Vice President Osinbajo spoke at the Aso Rock Presidential Villa in Abuja during a meeting with a delegation of the Muslim Congress of Nigeria (MCN).
He said the government had been receiving regular messages from the elite asking it to “cool down” on the anti-graft war.
They argued that corruption was not a big deal and that Buhari should merely ask the looters to return the money and go, he said.
This is in the wake of the ongoing probe and prosecution of persons for the alleged diversion of $2.1 billion meant for arms purchases, which Buhari last week described as a tip of the iceberg.
Osinbajo did not name those elite, but added that they cut across all sections of the country.

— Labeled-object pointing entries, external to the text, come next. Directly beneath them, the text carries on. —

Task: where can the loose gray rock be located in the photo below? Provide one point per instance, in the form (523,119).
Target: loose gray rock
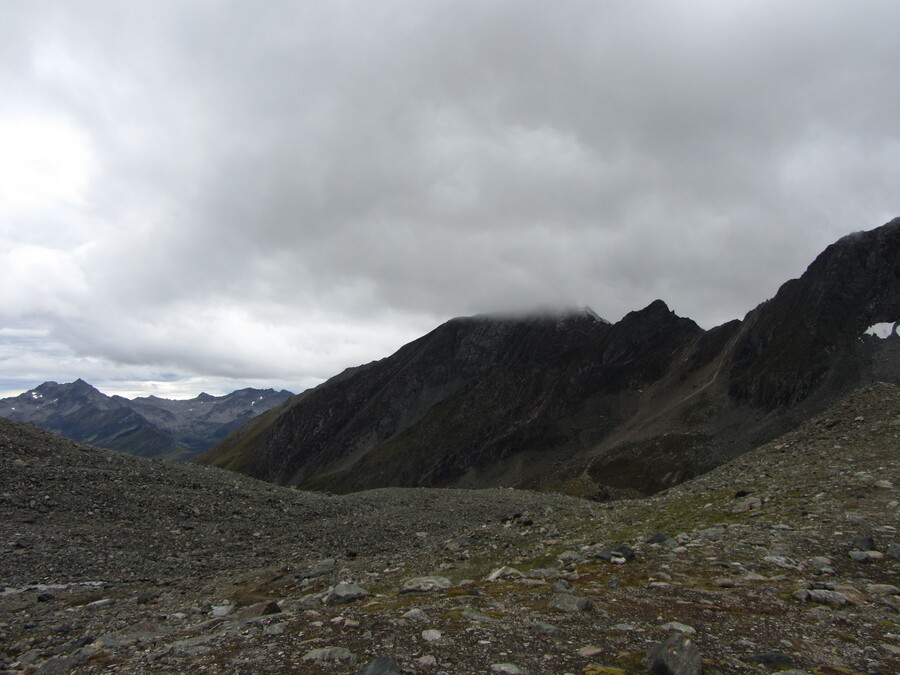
(677,655)
(425,584)
(863,543)
(566,602)
(866,557)
(321,568)
(323,655)
(823,597)
(383,665)
(476,616)
(343,593)
(504,572)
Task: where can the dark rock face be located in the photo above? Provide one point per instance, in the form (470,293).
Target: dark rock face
(146,427)
(811,328)
(571,402)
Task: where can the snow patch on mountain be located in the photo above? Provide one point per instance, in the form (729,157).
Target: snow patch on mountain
(883,330)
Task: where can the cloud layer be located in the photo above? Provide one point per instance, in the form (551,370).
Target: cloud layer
(226,193)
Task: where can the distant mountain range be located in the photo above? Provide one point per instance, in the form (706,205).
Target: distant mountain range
(148,426)
(568,401)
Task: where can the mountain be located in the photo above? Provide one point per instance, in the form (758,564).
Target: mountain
(570,402)
(147,427)
(785,558)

The vice president, however, vowed that such pressure would not deter the government from its effort to rid Nigeria of corruption.
“We get regular messages from some Nigerian elite saying cool down. It is a very strange morality that some of those people have, very complicated but cutting across all tribes and religious differences”, he said.
Osinbajo noted that it was, however, encouraging that the Nigerian masses had a clearer understanding of “right and wrong.
“Although some elite are saying it is not a big deal, and that government should merely ask the looters of the commonwealth of the nation to return the money and go; a new tribe of Nigerians who will not compromise their values, but will maintain a sense of right and wrong is now emerging.
“The man on the street is very clear. So, whatever some of these elite say, we shall keep our focus on the masses who voted for us”, the vice president said.
He added that due to corruption, no federal road or rail project was completed in the last 16 years; a situation he described as simply unacceptable.
The cost of projects, he noted, was often inflated as people entrusted with public trust struggle to enrich themselves at the expense of the people.
He said owing to the inordinate desire for enrichment, funds meant for arms procurement were shared at a time when Nigeria’s territorial integrity was being attacked.
“The insurgency has gone on for six years because government could not adequately equip the military”, the vice president stated.
Osinbajo added: “Mr. President and I are extremely focussed on what we need to do. We will focus on critical things, infrastructure and social investments”.
Earlier, the leader of the delegation, Imam Abdullahi Shuaib, expressed the support of the Muslim Congress of Nigeria for the government’s anti-graft war and other programmes.
President Buhari had, while on a four-day visit to the United States in July last year , sought President Barrack Obama’s help in repatriating $150 billion stolen from Nigeria and held in foreign accounts.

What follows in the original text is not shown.